Alors que le monde commémore la Journée mondiale de la santé, les gouvernements du monde entier sont confrontés aux défis du changement climatique. L’Organisation mondiale de la santé (OMS) estime qu’entre 2030 et 2050, le changement climatique causera probablement environ 250 000 décès supplémentaires par an, rien qu’en raison de la sous-nutrition, du paludisme, de la diarrhée et du stress dû à la chaleur.

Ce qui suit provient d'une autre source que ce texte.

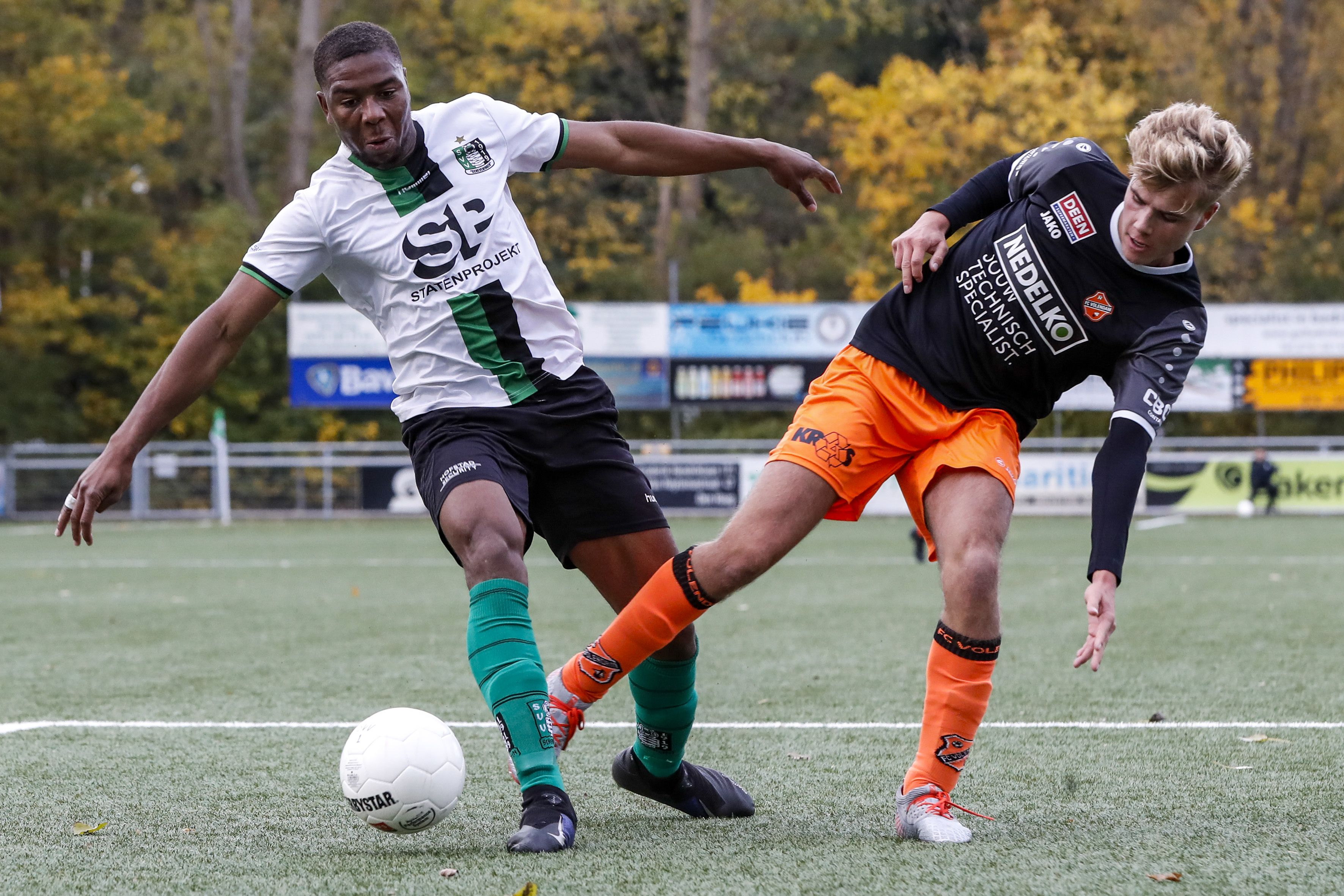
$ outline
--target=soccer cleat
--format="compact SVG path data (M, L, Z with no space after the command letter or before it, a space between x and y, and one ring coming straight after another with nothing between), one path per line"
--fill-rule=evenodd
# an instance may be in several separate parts
M551 737L555 739L555 755L562 750L569 750L570 740L579 731L583 731L583 711L593 704L585 703L570 693L556 669L546 677L546 689L551 692L551 701L547 705L547 715L551 717Z
M655 778L634 755L634 747L617 754L612 763L612 779L622 790L656 799L694 818L746 818L755 814L751 794L722 771L683 760L667 778Z
M969 844L970 829L952 817L952 810L993 821L952 802L952 795L938 785L923 785L896 798L896 836L926 844Z
M523 791L523 818L505 844L511 853L556 853L574 845L578 817L559 787L536 785Z

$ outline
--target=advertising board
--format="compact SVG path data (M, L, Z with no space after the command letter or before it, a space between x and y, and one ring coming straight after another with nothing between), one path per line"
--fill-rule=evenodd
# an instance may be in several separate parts
M1206 305L1204 357L1344 357L1344 302Z
M871 305L672 305L672 357L827 359L844 348Z
M1344 411L1344 360L1265 359L1246 367L1243 400L1257 411Z
M648 411L668 406L665 357L586 357L583 363L606 382L617 407Z
M386 410L392 391L392 364L386 357L293 357L289 403L294 407Z
M673 402L797 404L829 359L672 361Z
M1231 411L1238 406L1239 376L1236 361L1223 359L1199 359L1189 369L1185 388L1172 407L1175 411ZM1068 390L1055 402L1056 411L1109 411L1116 399L1099 376L1086 380Z
M1270 458L1278 473L1278 508L1285 512L1344 510L1344 461L1285 453ZM1250 497L1249 454L1156 458L1144 480L1148 509L1234 512Z
M570 302L585 357L667 357L667 302Z

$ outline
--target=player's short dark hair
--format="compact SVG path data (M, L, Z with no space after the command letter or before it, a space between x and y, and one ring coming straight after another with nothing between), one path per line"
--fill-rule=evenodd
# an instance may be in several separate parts
M383 26L375 26L372 21L347 21L328 31L313 51L313 75L317 78L317 86L327 89L327 71L337 62L366 52L390 52L396 62L402 60L402 48L396 46L396 38Z

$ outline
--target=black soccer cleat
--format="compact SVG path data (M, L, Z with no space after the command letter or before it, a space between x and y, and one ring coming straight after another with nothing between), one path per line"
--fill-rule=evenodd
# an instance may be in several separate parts
M655 778L634 755L634 747L617 754L612 763L612 779L622 790L656 799L692 818L746 818L755 814L751 794L722 771L683 762L667 778Z
M574 845L578 815L559 787L536 785L523 791L523 818L505 846L511 853L558 853Z

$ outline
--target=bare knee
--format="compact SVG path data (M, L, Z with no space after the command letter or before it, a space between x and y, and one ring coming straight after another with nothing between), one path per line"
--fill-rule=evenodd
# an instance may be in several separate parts
M477 524L469 529L445 529L444 533L462 563L468 587L487 579L527 580L521 529Z
M758 544L719 539L698 547L692 563L700 587L710 594L710 600L718 603L765 575L775 557Z

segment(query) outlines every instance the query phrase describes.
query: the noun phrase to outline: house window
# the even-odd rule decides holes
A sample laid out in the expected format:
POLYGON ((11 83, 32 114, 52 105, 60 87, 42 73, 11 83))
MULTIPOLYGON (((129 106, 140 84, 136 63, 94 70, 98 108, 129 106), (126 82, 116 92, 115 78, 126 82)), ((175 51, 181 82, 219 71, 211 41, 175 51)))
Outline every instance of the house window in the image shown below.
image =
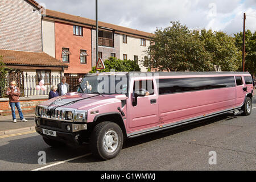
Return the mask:
POLYGON ((98 46, 114 47, 114 33, 111 31, 98 31, 98 46))
POLYGON ((123 43, 127 44, 127 35, 123 35, 123 43))
POLYGON ((82 36, 82 27, 74 25, 73 26, 73 35, 82 36))
POLYGON ((133 60, 138 64, 138 56, 134 56, 133 60))
POLYGON ((127 60, 127 55, 123 55, 123 60, 127 60))
POLYGON ((87 64, 86 56, 88 55, 86 50, 80 50, 80 63, 87 64))
POLYGON ((115 53, 112 53, 110 55, 111 57, 115 57, 115 53))
MULTIPOLYGON (((98 52, 98 58, 102 59, 102 52, 98 52)), ((97 60, 98 61, 98 60, 97 60)))
POLYGON ((146 46, 146 39, 141 39, 141 46, 146 46))
POLYGON ((62 61, 65 63, 69 62, 69 55, 71 53, 69 52, 69 49, 68 48, 62 48, 62 61))
POLYGON ((39 84, 41 80, 44 81, 44 85, 51 85, 51 71, 38 69, 36 72, 36 85, 39 84))

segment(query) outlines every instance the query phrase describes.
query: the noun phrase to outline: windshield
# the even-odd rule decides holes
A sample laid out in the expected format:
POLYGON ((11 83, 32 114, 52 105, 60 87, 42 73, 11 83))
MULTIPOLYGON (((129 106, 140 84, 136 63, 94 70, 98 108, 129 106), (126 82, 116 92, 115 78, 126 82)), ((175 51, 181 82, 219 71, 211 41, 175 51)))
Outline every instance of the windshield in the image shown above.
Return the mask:
POLYGON ((127 76, 86 76, 81 81, 77 92, 105 94, 124 94, 127 96, 128 81, 127 76))

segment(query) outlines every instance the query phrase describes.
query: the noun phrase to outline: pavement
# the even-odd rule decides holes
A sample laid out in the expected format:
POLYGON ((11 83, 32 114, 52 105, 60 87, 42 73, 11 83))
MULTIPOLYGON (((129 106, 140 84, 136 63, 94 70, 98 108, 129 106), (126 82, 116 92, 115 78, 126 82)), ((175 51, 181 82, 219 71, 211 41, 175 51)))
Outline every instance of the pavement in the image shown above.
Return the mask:
MULTIPOLYGON (((256 90, 254 92, 254 99, 256 96, 256 90)), ((24 114, 23 116, 27 122, 21 121, 19 114, 16 114, 16 123, 13 122, 11 115, 0 115, 0 136, 14 134, 35 130, 36 126, 34 122, 35 114, 24 114)))
POLYGON ((27 120, 23 122, 19 119, 19 114, 16 114, 16 123, 14 123, 11 115, 0 116, 0 136, 11 135, 20 133, 35 130, 35 114, 23 114, 24 118, 27 120))

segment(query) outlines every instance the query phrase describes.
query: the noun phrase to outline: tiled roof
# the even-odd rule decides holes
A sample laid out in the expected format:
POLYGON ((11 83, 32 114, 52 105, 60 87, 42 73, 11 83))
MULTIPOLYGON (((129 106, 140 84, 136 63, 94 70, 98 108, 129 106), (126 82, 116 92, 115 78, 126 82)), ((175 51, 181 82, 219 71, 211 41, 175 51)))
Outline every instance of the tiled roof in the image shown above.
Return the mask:
POLYGON ((60 60, 58 60, 43 52, 32 52, 0 49, 0 56, 3 56, 3 62, 7 65, 68 67, 60 60))
MULTIPOLYGON (((63 20, 66 20, 68 21, 71 21, 76 23, 80 23, 82 24, 85 24, 86 25, 92 26, 92 27, 96 26, 96 21, 94 20, 82 18, 80 16, 75 16, 72 15, 70 15, 68 14, 61 13, 59 11, 56 11, 53 10, 46 10, 46 16, 60 19, 63 20)), ((99 27, 102 27, 104 28, 108 28, 113 29, 115 31, 131 34, 135 35, 145 36, 147 38, 150 38, 154 36, 154 34, 151 33, 148 33, 142 31, 139 31, 138 30, 132 29, 130 28, 124 27, 108 23, 105 23, 102 22, 98 22, 98 24, 99 27)))

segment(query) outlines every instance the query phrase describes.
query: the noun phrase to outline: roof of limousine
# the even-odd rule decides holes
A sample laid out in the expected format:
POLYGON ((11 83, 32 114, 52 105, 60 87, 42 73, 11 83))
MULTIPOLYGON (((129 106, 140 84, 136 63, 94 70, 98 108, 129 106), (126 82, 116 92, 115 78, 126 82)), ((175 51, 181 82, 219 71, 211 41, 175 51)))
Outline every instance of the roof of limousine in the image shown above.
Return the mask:
POLYGON ((182 75, 243 75, 250 74, 248 72, 101 72, 94 73, 88 73, 86 76, 108 76, 127 75, 132 77, 139 77, 145 76, 182 76, 182 75), (149 74, 150 75, 147 75, 149 74))

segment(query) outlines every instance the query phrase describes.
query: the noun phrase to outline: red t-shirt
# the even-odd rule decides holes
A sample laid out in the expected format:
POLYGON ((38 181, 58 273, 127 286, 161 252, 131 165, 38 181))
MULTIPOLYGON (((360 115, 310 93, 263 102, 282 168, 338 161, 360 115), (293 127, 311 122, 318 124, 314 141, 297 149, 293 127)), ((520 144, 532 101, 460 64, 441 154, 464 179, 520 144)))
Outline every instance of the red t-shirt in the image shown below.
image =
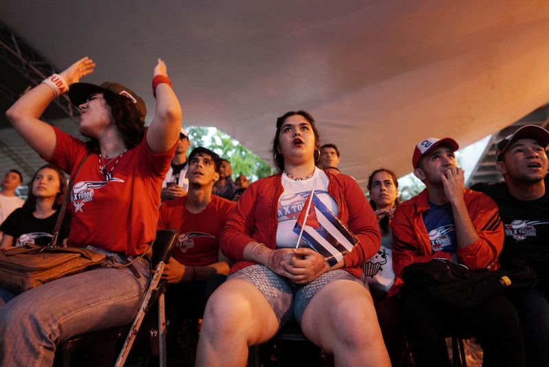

L’OMS ajoute que les coûts des dommages directs pour la santé sont estimés entre 2 et 4 milliards de dollars par an d’ici à 2030. 

Bien que l’Afrique soit l’un des plus faibles pollueurs, responsable de moins de 10 % des émissions mondiales de gaz à effet de serre, le continent lutte actuellement pour faire face aux effets négatifs du changement climatique. Les données disponibles du Groupe d’experts intergouvernemental sur l’évolution du climat (GIEC) confirment que les maladies liées au climat, les décès prématurés, la malnutrition sous toutes ses formes et les menaces pour la santé mentale et le bien-être sont en augmentation. 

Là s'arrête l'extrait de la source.